Ali Meders-Knight is a master traditional ecological knowledge practitioner and teaches the workshop with botanist Rafael Digenova.
The workshop was taught on the grounds that European-American behavior over the past 180 years has damaged ecosystems in California through land and forest mismanagement; introduction of non-native species; and by preventing Native-Americans from living and caring for their native land.
Denofrio, referring to the Camp Fire, said, “One of the things the Europeans did was to stop the burning on a regular basis, so it’s completely tied to how terrible this fire was.”
Fuel accumulation is one of the frequently cited factors for the severity of the 2018 fires. Another contribution is the prevalence of non-native species that are not adapted to resist fire, in contrast to how native ones are.
Meaders-Knight said that non-native species that were once standard practice to plant; Species such as Scotch, French and Spanish broom are widespread in the valley. They grow rapidly, take over the ecology, are highly competitive, and are toxic to fire.
“When you’re driving through Paradise, all the burn marks from the property that people haven’t managed are just full of Scotch broom,” Meaders-Knight said. “You have nine to seven years to change and fix things within your woodlands or urban interface, or you are back again. We are back on fire.”

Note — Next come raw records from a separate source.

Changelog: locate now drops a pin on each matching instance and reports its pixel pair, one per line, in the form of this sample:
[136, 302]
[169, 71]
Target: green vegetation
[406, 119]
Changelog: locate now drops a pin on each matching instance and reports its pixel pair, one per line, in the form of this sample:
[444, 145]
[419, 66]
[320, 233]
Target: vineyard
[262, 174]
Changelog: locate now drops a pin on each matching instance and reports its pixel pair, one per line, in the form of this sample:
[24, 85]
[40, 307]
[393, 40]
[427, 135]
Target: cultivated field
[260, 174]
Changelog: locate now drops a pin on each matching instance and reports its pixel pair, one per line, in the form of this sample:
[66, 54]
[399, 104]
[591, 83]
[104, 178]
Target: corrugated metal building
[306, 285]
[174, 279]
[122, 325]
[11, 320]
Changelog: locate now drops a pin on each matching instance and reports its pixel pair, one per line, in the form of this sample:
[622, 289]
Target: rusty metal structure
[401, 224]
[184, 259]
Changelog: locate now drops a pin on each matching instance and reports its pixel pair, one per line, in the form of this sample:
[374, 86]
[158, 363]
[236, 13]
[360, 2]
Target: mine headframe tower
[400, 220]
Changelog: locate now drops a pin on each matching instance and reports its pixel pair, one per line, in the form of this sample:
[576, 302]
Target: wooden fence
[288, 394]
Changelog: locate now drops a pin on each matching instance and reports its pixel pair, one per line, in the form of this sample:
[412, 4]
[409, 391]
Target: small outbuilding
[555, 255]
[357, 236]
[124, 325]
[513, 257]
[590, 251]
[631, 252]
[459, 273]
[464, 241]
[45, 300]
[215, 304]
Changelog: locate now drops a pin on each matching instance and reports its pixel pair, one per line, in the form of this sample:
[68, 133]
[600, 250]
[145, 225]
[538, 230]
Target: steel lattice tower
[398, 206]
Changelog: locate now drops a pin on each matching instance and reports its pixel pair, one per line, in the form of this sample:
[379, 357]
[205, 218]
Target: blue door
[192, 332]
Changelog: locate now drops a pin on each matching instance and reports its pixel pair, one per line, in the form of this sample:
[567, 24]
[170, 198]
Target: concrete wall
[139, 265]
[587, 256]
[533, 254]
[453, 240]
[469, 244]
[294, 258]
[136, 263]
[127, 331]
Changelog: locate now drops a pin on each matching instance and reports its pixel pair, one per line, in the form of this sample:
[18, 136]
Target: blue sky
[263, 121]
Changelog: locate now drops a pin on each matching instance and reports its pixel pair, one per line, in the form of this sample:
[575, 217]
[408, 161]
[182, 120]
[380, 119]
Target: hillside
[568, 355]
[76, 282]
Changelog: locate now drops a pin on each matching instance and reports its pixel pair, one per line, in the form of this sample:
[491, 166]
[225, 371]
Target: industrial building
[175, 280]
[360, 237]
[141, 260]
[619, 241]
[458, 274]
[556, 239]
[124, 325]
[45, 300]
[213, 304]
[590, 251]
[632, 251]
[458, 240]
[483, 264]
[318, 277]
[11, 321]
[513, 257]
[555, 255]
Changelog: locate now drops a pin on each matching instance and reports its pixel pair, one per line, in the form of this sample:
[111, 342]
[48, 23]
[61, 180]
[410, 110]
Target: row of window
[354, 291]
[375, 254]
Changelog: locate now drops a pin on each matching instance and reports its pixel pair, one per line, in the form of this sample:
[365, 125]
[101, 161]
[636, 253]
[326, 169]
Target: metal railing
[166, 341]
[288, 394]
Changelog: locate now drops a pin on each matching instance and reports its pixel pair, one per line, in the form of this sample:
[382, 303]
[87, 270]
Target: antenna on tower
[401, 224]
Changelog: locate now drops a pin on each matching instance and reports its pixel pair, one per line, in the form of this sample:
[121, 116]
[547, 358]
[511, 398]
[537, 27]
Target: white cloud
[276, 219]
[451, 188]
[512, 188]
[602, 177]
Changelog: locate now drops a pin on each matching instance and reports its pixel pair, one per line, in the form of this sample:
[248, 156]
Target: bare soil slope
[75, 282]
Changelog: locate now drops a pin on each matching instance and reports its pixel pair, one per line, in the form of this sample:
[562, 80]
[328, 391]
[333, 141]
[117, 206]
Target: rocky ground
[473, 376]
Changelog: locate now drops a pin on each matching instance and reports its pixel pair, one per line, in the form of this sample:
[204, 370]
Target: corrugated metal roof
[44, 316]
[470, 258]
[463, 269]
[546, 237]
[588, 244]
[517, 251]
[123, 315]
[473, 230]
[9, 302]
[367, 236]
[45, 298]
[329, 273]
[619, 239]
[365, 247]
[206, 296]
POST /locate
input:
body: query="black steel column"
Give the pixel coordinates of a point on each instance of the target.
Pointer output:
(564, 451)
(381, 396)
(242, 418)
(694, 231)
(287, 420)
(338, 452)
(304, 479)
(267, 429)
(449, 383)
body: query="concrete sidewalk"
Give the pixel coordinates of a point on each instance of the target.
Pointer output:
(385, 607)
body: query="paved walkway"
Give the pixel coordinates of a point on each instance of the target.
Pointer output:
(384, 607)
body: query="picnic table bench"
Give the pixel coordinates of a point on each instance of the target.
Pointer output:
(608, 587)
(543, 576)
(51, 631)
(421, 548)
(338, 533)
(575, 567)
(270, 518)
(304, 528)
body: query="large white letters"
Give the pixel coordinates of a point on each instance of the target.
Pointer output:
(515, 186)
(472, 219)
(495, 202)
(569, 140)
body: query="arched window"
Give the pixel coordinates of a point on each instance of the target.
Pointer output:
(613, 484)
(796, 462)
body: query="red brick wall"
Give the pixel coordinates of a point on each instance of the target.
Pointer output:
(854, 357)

DiGenova said nearly all native valley oak trees in California have been removed for agriculture; Especially in the Chico region for the rice and almond groves fields. Meaders-Knight said that those removing oak trees once supported the many small plants and animals that grow below.

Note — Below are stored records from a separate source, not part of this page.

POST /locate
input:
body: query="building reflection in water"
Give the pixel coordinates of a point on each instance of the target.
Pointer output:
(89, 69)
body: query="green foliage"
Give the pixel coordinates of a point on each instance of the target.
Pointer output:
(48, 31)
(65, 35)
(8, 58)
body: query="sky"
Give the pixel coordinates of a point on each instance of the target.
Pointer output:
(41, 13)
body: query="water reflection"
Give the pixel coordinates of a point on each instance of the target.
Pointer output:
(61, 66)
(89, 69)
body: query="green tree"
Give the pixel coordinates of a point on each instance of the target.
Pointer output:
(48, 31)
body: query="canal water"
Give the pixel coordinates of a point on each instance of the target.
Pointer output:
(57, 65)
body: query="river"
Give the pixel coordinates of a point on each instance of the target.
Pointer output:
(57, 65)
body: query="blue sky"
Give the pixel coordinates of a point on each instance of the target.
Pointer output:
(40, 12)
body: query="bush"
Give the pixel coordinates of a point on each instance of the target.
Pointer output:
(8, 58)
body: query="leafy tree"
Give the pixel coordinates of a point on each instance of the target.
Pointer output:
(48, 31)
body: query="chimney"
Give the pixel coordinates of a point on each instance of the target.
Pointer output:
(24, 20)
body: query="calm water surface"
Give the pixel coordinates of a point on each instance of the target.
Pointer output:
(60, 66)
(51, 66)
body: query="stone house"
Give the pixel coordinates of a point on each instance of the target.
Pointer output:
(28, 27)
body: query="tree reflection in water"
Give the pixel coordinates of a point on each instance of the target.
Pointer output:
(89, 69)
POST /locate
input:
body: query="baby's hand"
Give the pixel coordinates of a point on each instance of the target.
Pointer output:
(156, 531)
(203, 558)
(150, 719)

“When you take valley oak, you also take out homes for all these little plants that have given so much life to butterflies and insects and everything we want here,” Meaders-Knight said.
The species that traditional ecology practitioners say are helpful to the ecosystem are oak species, gray pine, willow, white alder, juniper berry, elderberry and pipe vine. Workshop attendees learned how to plant them.
Geneva Sorensen is director of the Campfire Restoration Project and partnered with the Chico Traditional Ecological Knowledge Stewardship Program on this workshop.
“It seems like traditional ecological wisdom is the core; the fundamental building block of the restoration of anything because so much is based on the relationships between the natural world around you,” Sorensen said.
Sorensen said he hopes such workshops help to reconnect and re-strengthen people’s relationships with the natural world.
“Indigenous people here had deep ties,” Sorensen said. “They really knew their role and responsibility with the environment, and a lot of us white people have lost that.”
Danofrio, who visited the workshop, said she accepted her European origins and history; And she wants to use what she’s learned to bring back some native plants, animals, and insects.
“We all have to weave ourselves together to create something whole, and mend these gaps that are so painful.” Danofrio said. “I can’t do anything to change that, but at this point all we have to do is spread the word.”